Fifteen minutes later, and I’m nowhere close to done.

“I told you to stop drinking all that caffeine,” Olivia says to me as the nurse checks my bag and comments on how the blood is slowing down. “You drink all that coffee and expect your blood not to turn into molasses—”

“She had one cup, Olivia,” Ferris says in my defense. “I doubt it made any difference.”

“That’s not what my research says,” Olivia retorts. “I read that caffeine not only blocks your neuroreceptors for adenosine, it has a half-life of three hours, and—”

“I read five,” Dad chimes in.

“Oh, I’m sure it was three, Dad,” Olivia says. “I’m positive.”

“You’re talking about the article in the Washington Post from 2017?” Dad asks. “Because I could almost gamble on the number five.”

And while everyone else in the family engages in a research-driven discussion on blood coagulation, my mind slips back into the single idea pervading my thoughts.

Will Pennington.

Oh my goodness, Will Pennington.

He’s blunt.

He’s no-nonsense.

He’s incredibly intimidating.

The timing works out, really. He’s freshly back from New York City just around the time I get this surprise. But . . . is he really that rude? Really?

How is it possible to know, when nobody you know actually knows him aside from his own mother (and you’d never ask her in a million years)?

I sit on the thought for a solid minute, and then the lightbulb turns on.

Of course.

What better person to ask about how he edits than one of his own authors?

With one arm trapped on the armrest, I tilt my hip and reach into my pocket for my phone. My fingers, not used to doing the typing, fumble the name Trace Green into Amazon’s search bar.

It’s a little industry trick I learned when I started two years ago. Almost every book includes acknowledgments, and while for the typical reader this is just a page to be skipped over, for the nosy author, agent, or editor, it’s gold.

I tap until the acknowledgments page of Green’s most recent book pops up, then skim the page for Will’s name. Green’s publicity team. Green’s fabulous literary agent. Green’s second cousin’s boating companion’s brother, for all his inspiration. Green’s wife, three kids, and two puppies.

Hope ebbs as I read line after line without any mention of William. The farther I go down the list, the more space the people mentioned occupy in Green’s heart. I’m just about to give up entirely after the mention of Green’s Lord and Savior, Jesus Christ, when my eyes fall on the name. I slow down. Read.

And to Will Pennington, my longsuffering listener, relentless encourager, the one without whom I could do none of this, thank you. You are not only the greatest editor I could ask for but the most selfless, generous human being I aspire to live up to. The next round’s on me, friend.

Will Pennington. Longsuffering listener.

Relentless . . . encourager.

Not just a, but the most generous, selfless human being. On the earth.

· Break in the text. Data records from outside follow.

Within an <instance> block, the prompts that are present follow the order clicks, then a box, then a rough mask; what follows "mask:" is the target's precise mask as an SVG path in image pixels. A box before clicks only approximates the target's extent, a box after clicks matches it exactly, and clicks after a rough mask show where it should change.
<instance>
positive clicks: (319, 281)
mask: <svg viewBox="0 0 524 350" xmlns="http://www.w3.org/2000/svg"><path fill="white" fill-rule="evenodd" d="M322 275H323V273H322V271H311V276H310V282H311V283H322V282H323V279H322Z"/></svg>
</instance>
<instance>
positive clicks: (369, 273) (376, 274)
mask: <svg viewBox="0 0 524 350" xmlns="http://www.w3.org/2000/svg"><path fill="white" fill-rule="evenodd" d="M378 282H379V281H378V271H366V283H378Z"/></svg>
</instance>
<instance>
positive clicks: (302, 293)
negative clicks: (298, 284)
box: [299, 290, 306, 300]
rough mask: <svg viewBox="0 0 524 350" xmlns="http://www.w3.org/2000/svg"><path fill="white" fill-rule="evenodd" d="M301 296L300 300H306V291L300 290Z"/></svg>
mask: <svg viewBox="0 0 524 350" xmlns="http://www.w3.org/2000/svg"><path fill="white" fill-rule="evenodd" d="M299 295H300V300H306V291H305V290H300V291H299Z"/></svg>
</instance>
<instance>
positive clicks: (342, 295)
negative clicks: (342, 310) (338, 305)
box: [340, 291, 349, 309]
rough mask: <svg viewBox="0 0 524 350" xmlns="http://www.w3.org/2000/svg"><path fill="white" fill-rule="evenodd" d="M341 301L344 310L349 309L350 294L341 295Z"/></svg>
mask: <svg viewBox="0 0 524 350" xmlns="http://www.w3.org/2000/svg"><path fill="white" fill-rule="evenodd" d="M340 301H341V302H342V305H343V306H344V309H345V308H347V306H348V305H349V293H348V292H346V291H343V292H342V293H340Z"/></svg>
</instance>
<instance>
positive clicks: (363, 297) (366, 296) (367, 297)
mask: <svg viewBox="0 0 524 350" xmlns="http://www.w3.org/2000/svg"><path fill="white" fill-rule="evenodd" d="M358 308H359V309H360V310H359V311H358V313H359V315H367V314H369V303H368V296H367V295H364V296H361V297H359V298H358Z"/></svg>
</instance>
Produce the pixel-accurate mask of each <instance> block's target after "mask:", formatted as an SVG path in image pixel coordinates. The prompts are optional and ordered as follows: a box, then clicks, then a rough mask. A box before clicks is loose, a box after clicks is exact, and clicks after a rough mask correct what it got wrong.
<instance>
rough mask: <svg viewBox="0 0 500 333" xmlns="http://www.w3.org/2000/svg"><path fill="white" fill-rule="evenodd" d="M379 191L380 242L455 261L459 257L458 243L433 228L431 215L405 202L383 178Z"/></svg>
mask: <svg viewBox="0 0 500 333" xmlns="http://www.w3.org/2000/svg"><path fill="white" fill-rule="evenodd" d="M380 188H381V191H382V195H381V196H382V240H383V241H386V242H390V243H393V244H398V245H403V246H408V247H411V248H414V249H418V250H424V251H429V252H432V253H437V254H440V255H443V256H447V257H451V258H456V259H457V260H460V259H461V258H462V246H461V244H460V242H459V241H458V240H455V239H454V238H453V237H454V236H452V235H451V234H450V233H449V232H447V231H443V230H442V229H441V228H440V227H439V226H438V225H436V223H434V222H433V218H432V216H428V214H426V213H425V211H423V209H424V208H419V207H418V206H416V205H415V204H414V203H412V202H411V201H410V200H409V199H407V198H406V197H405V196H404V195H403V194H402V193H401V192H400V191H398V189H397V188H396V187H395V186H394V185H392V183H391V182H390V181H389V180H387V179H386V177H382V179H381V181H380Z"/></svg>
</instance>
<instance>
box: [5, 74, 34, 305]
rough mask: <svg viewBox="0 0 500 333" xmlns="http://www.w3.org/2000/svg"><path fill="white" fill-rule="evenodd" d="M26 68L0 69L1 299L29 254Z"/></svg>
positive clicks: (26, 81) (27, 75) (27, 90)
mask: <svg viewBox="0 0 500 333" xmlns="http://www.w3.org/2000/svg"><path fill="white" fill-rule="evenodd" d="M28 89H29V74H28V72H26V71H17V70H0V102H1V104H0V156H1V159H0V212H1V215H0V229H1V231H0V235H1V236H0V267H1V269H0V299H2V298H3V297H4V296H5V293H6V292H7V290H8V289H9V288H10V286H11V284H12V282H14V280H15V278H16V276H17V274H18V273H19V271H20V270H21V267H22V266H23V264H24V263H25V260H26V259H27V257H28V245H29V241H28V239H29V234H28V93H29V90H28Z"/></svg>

Wow. I was pretty pleased when one of my authors called me “smart,” and Will over here is basically getting the Nobel Peace Prize.

And how exactly would I define my mystery editor?

Hmm.

I swipe to my photos and tap on the latest picture I took today of a comment.

If you use “suddenly” one more time, I’m going to die from overexposure. Cut. The. Adverbs.

Yeah.

“Selfless, generous human being” isn’t the vibe coming to mind.

The machine beside me buzzes, and I look up.

“Well, lookee there, Sav,” Ferris says, pausing in his move to stand up, the newest blood-donor T-shirt in one hand. “You finished before Olivia.”

Dad—who has been preoccupied trying to decide whether to take a large or extra-large T-shirt declaring Keep Calm and Give Blood—turns as he sees the nurse coming up to my side and switching off the machine. Olivia, with her half-drunk Nalgene of water in one hand, frowns from her chair.

“How wonderful,” Mom exclaims. She and Dad are gazing at me as though I just declared I’d been made publisher of Pennington. I would roll my eyes but for the real sense of glowing pride hidden deep inside.

Ferris grins. Even he looks proud. “Well. I guess it looks like you were doing something right after all.”